Machine Learning Model Development from a Software Engineering
Perspective: A Systematic Literature Review
- URL: http://arxiv.org/abs/2102.07574v1
- Date: Mon, 15 Feb 2021 14:25:13 GMT
- Title: Machine Learning Model Development from a Software Engineering
Perspective: A Systematic Literature Review
- Authors: Giuliano Lorenzoni and Paulo Alencar and Nathalia Nascimento and
Donald Cowan
- Abstract summary: Data scientists often develop machine learning models to solve a variety of problems in the industry and academy.

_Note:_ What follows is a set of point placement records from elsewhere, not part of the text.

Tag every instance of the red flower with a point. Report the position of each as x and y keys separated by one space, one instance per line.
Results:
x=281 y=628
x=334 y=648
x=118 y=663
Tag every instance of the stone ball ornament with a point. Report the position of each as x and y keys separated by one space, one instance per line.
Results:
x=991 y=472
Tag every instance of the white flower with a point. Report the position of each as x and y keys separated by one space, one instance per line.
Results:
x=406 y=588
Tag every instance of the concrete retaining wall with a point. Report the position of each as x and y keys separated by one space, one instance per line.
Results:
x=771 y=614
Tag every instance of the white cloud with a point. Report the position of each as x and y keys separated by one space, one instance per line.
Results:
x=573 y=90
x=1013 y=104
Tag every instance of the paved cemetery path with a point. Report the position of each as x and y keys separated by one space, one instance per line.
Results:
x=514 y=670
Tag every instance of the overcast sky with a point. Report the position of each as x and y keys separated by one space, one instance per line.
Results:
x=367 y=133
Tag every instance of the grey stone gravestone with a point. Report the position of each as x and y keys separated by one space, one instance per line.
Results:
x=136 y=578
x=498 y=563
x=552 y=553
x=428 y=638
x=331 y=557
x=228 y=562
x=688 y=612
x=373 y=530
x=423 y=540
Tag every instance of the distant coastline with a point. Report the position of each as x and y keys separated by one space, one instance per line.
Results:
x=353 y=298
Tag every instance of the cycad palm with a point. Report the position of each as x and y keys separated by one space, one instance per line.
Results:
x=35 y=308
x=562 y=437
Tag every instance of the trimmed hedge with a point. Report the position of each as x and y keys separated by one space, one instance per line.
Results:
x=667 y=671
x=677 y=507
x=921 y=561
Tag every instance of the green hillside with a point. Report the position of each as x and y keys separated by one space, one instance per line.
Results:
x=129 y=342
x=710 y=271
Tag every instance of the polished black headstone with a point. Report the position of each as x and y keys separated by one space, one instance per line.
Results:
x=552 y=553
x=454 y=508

This paper is an effort to investigate the challenges and practices that emerge during the development of ML models from the software engineering perspective.
- Score: 0.0
- License: http://arxiv.org/licenses/nonexclusive-distrib/1.0/
- Abstract: Data scientists often develop machine learning models to solve a variety of
problems in the industry and academy but not without facing several challenges
in terms of Model Development. The problems regarding Machine Learning
Development involves the fact that such professionals do not realize that they
usually perform ad-hoc practices that could be improved by the adoption of
activities presented in the Software Engineering Development Lifecycle. Of
course, since machine learning systems are different from traditional Software
systems, some differences in their respective development processes are to be
expected. In this context, this paper is an effort to investigate the
challenges and practices that emerge during the development of ML models from
the software engineering perspective by focusing on understanding how software
developers could benefit from applying or adapting the traditional software
engineering process to the Machine Learning workflow.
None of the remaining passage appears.